Na busca por soluções, espera-se que as forças democráticas apresentem uma plataforma sólida que atenda as crescentes demandas por cuidados de saúde, um tema que figura entre as principais preocupações da população, conforme revelado em diversas pesquisas de opinião. Contudo, a realidade é mais complexa.
Historicamente, as candidaturas majoritárias costumam se concentrar em promessas vagas, propondo fazer “mais do mesmo” em um prazo ainda menor. Essa estratégia tem como foco atrair eleitores com maior capacidade de influenciar, mas acaba deixando de lado mudanças estruturais necessárias.
O Ministério da Saúde, que sofreu danos consideráveis durante os governos de direita e extrema-direita, teve um início de recuperação sob a liderança de Nísia Trindade e Alexandre Padilha. No entanto, ainda enfrenta desafios para implementar iniciativas significativas que realmente impactem a população.
Desafios e Avanços no SUS Universal
As tentativas de consolidar um Sistema Único de Saúde (SUS) universal enfrentam barreiras impostas por interesses particulares presentes nas coalizões políticas, que vão desde a direita até a centro-esquerda. A constante movimentação entre propostas que atendem a bases de apoio pode fragmentar as esperanças de um futuro mais robusto e eficiente para o setor público.
Recentemente, o espaço deixado pela falta de propostas viáveis para um SUS atualizado e de qualidade tem sido preenchido por iniciativas de dois tipos: a reestruturação das fundações institucionais da saúde e o fortalecimento de grupos de lobby. A primeira ação inclui a sugestão do Instituto Todos pela Saúde, que defende a criação de um órgão específico para prevenção e controle de doenças, apoiada por especialistas e profissionais da área. Já a segunda se refere a um aumento nas atribuições da ANS, visando regular inovações tecnológicas.

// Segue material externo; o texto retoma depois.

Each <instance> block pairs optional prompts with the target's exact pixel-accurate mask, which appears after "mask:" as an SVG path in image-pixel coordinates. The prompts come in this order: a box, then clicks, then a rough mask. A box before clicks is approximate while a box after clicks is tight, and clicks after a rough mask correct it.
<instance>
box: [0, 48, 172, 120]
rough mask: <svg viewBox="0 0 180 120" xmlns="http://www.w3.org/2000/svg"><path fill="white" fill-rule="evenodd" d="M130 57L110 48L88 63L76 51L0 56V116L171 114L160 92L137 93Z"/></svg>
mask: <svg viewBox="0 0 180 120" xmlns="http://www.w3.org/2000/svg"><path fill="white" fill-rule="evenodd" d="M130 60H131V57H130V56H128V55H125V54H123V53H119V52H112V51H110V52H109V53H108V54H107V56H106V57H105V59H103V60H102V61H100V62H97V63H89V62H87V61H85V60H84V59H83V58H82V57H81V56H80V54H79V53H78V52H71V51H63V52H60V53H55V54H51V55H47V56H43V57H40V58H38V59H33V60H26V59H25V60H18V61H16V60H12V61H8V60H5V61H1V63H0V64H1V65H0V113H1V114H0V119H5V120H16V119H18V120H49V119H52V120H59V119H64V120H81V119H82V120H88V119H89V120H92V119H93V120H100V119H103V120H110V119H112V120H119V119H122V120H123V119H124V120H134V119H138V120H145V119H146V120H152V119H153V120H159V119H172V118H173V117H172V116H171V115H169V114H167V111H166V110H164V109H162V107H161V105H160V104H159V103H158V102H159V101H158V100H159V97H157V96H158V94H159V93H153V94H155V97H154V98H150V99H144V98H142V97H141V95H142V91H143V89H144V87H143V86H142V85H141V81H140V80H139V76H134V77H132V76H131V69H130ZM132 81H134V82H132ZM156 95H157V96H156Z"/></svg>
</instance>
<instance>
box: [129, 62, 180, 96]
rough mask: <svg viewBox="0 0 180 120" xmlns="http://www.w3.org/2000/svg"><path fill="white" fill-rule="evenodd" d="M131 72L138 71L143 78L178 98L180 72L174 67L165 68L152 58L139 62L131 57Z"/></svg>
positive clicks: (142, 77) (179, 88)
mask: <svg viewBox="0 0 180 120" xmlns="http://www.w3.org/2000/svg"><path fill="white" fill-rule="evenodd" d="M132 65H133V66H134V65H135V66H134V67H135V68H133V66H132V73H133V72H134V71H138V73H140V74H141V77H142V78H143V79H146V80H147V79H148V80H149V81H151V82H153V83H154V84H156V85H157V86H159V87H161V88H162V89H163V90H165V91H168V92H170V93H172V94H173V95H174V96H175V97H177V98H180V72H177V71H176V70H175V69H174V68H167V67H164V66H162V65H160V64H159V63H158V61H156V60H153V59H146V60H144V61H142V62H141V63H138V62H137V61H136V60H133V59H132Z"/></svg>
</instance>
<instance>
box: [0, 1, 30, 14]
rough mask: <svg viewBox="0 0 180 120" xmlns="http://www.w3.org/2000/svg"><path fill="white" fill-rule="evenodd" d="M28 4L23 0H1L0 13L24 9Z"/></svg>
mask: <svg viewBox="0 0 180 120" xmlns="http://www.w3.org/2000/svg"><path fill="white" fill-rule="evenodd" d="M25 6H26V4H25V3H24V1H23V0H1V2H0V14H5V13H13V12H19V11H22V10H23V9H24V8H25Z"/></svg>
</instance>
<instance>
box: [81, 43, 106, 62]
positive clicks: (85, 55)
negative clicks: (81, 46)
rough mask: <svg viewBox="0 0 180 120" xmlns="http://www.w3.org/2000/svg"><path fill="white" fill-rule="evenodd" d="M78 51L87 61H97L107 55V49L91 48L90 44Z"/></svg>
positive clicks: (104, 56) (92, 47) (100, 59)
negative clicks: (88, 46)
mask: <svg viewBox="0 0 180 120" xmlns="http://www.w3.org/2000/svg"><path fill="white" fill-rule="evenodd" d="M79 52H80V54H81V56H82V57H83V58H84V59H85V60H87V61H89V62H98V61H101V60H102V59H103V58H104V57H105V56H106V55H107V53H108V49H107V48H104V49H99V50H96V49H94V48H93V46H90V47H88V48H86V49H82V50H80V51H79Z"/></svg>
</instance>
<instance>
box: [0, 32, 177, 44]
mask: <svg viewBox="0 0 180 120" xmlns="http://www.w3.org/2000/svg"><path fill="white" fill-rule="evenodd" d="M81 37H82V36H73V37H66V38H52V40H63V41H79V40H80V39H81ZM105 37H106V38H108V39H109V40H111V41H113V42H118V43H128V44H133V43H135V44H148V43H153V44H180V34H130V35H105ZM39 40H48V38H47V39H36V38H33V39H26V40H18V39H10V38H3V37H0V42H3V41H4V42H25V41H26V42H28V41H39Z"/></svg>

Desde os anos 2000, a temporada eleitoral tem se mostrado propensa à reabilitação de grupos de pressão, que buscam expandir seus mercados, apresentando isso como solução única para a crise na saúde brasileira. Essas movimentações não são novidade e, frequentemente, têm se mostrado eficazes, como se a segmentação dos cuidados à saúde fosse inevitável.
O Jogo Está Aberto para 2026
A disputa por recursos e atenção à saúde, refletida em itens como a distribuição de medicamentos e a quantidade de ambulâncias, por si só, não estabelece um sistema de saúde eficiente. A falta de alternativas robustas para questões de violência, abortos, poluição, e a crescente carga financeira que recai sobre as famílias em relação a medicamentos, já suavizada pelo Programa Farmácia Popular, mas longe de ser solucionada, revela um cenário problemático.
Além disso, os posicionamentos a favor de subsídios e investimentos públicos no setor privado apenas reforçam desigualdades e dificultam o acesso à saúde para a maioria da população. A pergunta que fica é: estaremos dispostos a lutar por uma saúde pública digna ou permaneceremos apenas acendendo velas em tempos críticos para nossos direitos e para a democracia?